BELKİ hepimiz gözlerimiz bağlı vaziyette filin sadece bir ucundan tutup, tuttuğumuzun ne olduğuna karar vermeye çalışıyoruz. Ama yine de bir gerçek var:
Türk siyasetinde taşlar yerinden oynadı.
Sanki, ister istemez, bazı eski ittifaklar bozuluyor, bazı yeni ittifaklar kuruluyor.
Birileri o tarafta iken bu tarafa geçmeye çalışıyor.
Taşlar neden yerinden oynadı? Durup dururken mi oynadılar? İplerin ucunu kim tutuyor?
* *Ê *
Benim gözümde Taraf Gazetesi hükümetin doğal müttefiki idi. Yanlış anlaşılmak istemem. Ortada danışıklı bir dövüş falan yoktu ama müesses nizama karşı tavır almak ortak tavırları idi.
Taraf Aktütün saldırısı sonrası TSK’ya bindirirken TSK’nın asli amiri Başbakan’dan uzun süre ses çıkmadı, adeta ortada zımni bir onay vardı. Sonra ne oldu ise; bir gün içinde Başbakan, TSK’nın yanına geçti ve Taraf’a açıkça saldırdı. Beteri, bu gazeteye sağlanan kamu ilanları kesildi, Sabah ısmarladığı kitapları almaktan aniden vazgeçti. Gazete de daha evvel pek dokundurmadığı hükümete ve Başbakan’a şimdi veryansın ediyor.

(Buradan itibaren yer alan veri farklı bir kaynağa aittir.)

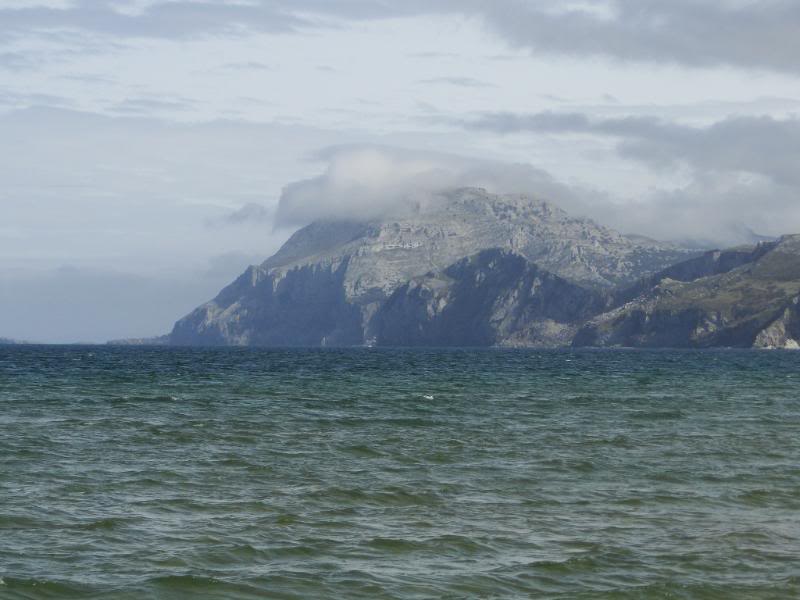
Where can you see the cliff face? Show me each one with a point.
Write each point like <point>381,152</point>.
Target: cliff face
<point>493,298</point>
<point>740,298</point>
<point>469,268</point>
<point>328,284</point>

Öte yanda "eski liberal-yeni AKP’liler"de de sanki yarının tedbirini almak telaşı var. Hemen hepsi, daha önce kıyamadıkları Başbakanlarına bir şekilde dokundurmaya başladılar.
* * *
Bence ittifakların çatladığına, yeni ittifaklar kurulmaya başlandığına yönelik en önemli belirtilerden birisi, TMSF Başkanı Ahmet Ertürk’ün Sabah-atv satışı için yekten hükümete ve hatta Başbakan’a yüklenmesidir:
"Kamu mallarını en yüksek fiyattan satarken eleştiriliyoruz. Biz pahalı satış yaptık diye eleştirilen bir kurumdan geliyoruz."

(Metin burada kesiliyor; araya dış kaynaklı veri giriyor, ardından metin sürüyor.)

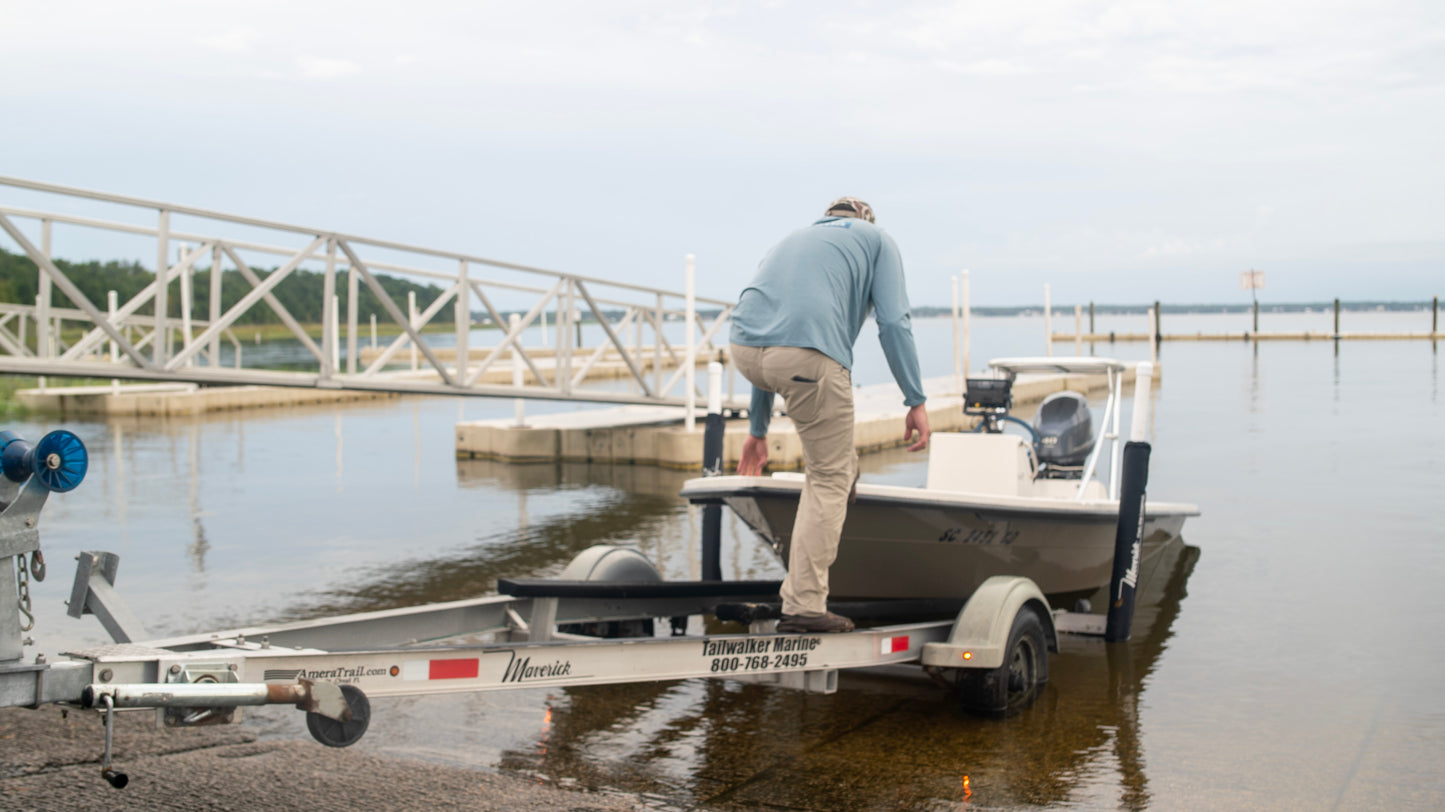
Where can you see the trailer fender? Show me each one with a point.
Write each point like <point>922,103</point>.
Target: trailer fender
<point>607,562</point>
<point>980,636</point>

Kendisine verilen cevap ise hakaret mahiyetindedir. "TMSF Başkanı bir kamu görevlisi sıfatı ile haddini aşmıştır." (AKP Genel Başkan Yrd. Bülent Gedikli)
Ahmet Ertürk Sabah-atv satışını aylar önce yapan kişidir. O zaman tek katılımlı ihaleyi savunmuştu, ötesi hükümetle ilgili hiçbir şikayeti, hatta iması bile olmamıştı.

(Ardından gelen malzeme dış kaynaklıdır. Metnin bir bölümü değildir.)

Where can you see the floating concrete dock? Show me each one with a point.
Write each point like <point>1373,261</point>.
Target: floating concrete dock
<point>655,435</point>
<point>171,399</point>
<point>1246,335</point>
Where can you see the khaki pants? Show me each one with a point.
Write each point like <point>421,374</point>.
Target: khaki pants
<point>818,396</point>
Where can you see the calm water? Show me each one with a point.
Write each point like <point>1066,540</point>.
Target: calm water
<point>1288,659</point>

Madem "pahalı satış" yaptığı için "eleştirilmişti", çıkar o zaman söyler, atanmış bir bürokrat olarak seçilmiş hükümet karşısında istifa ederdi.
Ertürk aylardır sustuktan sonra hükümet hakkında ağır bir ithamda bulunuyor! "Kamu malını bizim Çalık’a neden ucuza vermedin!" mealli sözlerle eleştirildiğini ima ederek Başbakan hakkında ağır bir ithamda bulunuyor. Çok garip!
* * *
Hükümet statükoya karşı açık tavır koyarak Kuzey Irak yönetimine yaklaşırken, Başbakan Güneydoğu’da aniden şahinleşiyor ve statükonun yanına geçiyor!
Birbiriyle tamamen ters görüntü veren iki gelişme aynı anda oluyor.
Bu da bir yaman çelişki değil mi?
Birileri Başbakan’ı yalnız bırakırken, birileri de sahipleniyor mu?
* * *
Büyükanıt döneminde adını Dolmabahçe mutabakatı koyduğumuz muazzam bir değişim yaşamıştık. 27 Nisan muhtırasını veren Büyükanıt Dolmabahçe buluşmasından sonra hükümete karşı adeta sempati beslemeye başlamıştı! O günden sonra siyasi hırslarını muhalefete çatarak tatmin eder bir görünüm içine girdi.
Sanki benzer bir mutabakat Başbuğ döneminde de bu kez tersten yaşanıyor. Başbakan TSK’nın politikalarına büyük sempati besler bir görüntü vermeye başladı.
Kimilerine göre Büyükanıt "Başbakanının paşası" olmuştu, kimilerine göre de Erdoğan "Paşasının başbakanı" oldu.